Anny Cullum: On withholding rent for serious disrepair, there are much-improved schemes and action within the Bill around the decent homes standard and improving standards for tenants, but a lot of the action set out to be taken if tenants are experiencing disrepair is retroactive or down the line. We know that councils can take a long time to act and that lots of tenants will not pursue things like rent repayment orders because they just do not have the time and energy. But if someone is living with serious disrepair—things like the damp and mould laid out in Awaab’s law, which we are pleased to see moving over to the private rented sector—we think there could be a mechanism whereby, if it is not fixed within the timescale set out by Awaab’s law, they could withhold their rent and pay it to a third party, which could then give the landlord another timescale within which to solve it. If they did not solve it, the tenant would get the rent paid back. If they did, the landlord would get the rent.

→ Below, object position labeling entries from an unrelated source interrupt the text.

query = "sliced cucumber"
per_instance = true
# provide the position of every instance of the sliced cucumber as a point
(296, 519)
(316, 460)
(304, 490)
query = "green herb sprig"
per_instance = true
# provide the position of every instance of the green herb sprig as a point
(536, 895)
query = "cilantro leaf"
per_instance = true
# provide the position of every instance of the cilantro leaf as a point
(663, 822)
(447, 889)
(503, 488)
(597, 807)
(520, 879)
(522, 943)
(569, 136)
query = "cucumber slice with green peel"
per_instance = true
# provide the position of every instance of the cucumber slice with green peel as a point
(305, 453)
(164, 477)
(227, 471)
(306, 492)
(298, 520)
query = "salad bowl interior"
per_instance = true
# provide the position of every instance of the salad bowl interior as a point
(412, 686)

That would be an immediate incentive to do the work and stop leaving people in the dangerous conditions we see all the time. Landlords are not necessarily going to worry in the moment about a rent repayment order that a tenant may or may not put in for, which would take ages to go through a court—landlords sometimes do not even pay them anyway—whereas, if you can withhold the rent, that will speed along the process of sorting out mouldy and unsafe homes. So that is the mechanism we would think of. There are lots of considerations as to how it could work. If you consult on bringing Awaab’s law into the private rented sector, that will be a good place to think about the best mechanism to do it.

I think your second question was about rent hikes—rent rises.